Einstein dijo alguna vez: “Una persona inteligente resuelve un problema, una persona sabia lo evita”. Un poquito de sentido común y otro tanto de tolerancia podrían ayudar en el actual entorno reflejado por las últimas encuestas: estamos en un escenario semejante al de 2018: Petro frente al candidato de Uribe. Sin embargo, las circunstancias son más complejas. De hecho, se han acrecentado las heridas, odios y resentimientos después del trágico estallido social del año pasado. Además, el genocidio que comenzó hace décadas no cesa y los acuerdos de paz están hechos trizas.
Todo parece indicar que las protestas permanecen en estado de hibernación, al acecho, a la espera de un grave acontecimiento que las despierte, quizás con una fuerza de dimensiones insospechadas. No hay que ser adivino para percibir la atmósfera enervada y efervescente que se palpita en Colombia. Es como si un florero de Llorente estuviera a punto de quebrarse. Por otra parte, el contexto mundial y regional es crítico. Tampoco se necesita ser un experto en geopolítica para comprender la gravedad de los acontecimientos en Europa, en Medio Oriente y en otras partes del mundo.
En este entorno tan desfavorable Colombia deberá asumir el reto de elegir un nuevo presidente. Así las cosas, se necesita un mínimo de prudencia, otro tanto de decencia política, y una pizca de mesura y respeto entre las partes en contienda electoral para salvar la democracia que sobrevive después del desastre que nos deja por herencia el uribismo.
En este sentido, para nadie es un secreto que desde hace muchos años nuestras instituciones han ido perdiendo credibilidad: la justicia cojea; las fuerzas del orden inspiran más miedo y recelo que confianza; por su parte, la Presidencia se convirtió en el hazmerreír de propios y foráneos, pues Duque no pudo quitarse jamás el alias de “títere de Uribe”. Además, la Procuraduría y la Fiscalía, y otros entes estatales, tampoco se salvan de las críticas y cuestionamientos. La corrupción se tomó las instituciones. Todo lo que suene o huela a gubernamental hiede.

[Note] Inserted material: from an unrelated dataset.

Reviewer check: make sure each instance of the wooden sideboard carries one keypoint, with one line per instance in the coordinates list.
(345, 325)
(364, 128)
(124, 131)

Para colmo (cuando parecía que había una pizca de confianza en la Registraduría, a pesar de los muchos escándalos recientes y pasados), se está hablando del nombramiento de un registrador ad hoc. La verdad, este manoseo sería ridículo e irrisorio si no entrañara un grave peligro para la estabilidad del país. Uribe y sus secuaces, quizás a sabiendas, están jugando con fuego. Para empeorar las cosas, hay un sector de la fanaticada de Gustavo Petro que es afín a las vías de hecho. Algunos colegas los llaman “barras bravas”. Yo, sin ambages, los llamo extremistas, pendencieros, y amigos de casar peleas por todo lo habido y por haber. Son tan beligerantes como sus enemigos de la otra esquina del odio.
Lo que sucede en las redes sociales es una batalla campal, una guerra sucia y sin cuartel en las que de un lado y del otro acuden a metodologías ruines para descalificar al contrincante. Ojo-cuidado-peligro: las guerras siempre comienzan en el lenguaje y concluyen en los campos de batalla. Por suerte, hace pocos días el señor Petro invitó a sus seguidores a respetar la libertad de expresión. Aunque él mismo debe dar ejemplo midiendo sus palabras. Que deje esa mala costumbre de emitir juicios apresurados contra periodistas, fuerzas del orden… en fin, hacia determinado ciudadano que lo confronte. No son suficientes el liderazgo y la inteligencia para ser un buen presidente. Gustavo Petro, aplique estas palabras: moderación, prudencia, categoría y talante.
Por último, petristas y uribistas deberían tomar por igual toneladas de valeriana antes, durante y después de la jornada electoral del próximo 29 de mayo, y lo más seguro en segunda vuelta. Mejor prevenir que lamentar: soliciten verificaciones, acompañamiento y veeduría de estamentos internacionales (ONU, Unión Europea, etcétera). Si todos aceptan las reglas de juego tienen que aceptar los resultados. Gane quien gane que sea con transparencia. Que los perdedores tengan tolerancia a la frustración. Que los vencedores sean nobles en la victoria. Así nos evitaríamos una tragedia nacional por cuenta de ese apasionamiento y fanatismo al que es proclive el pueblo colombiano.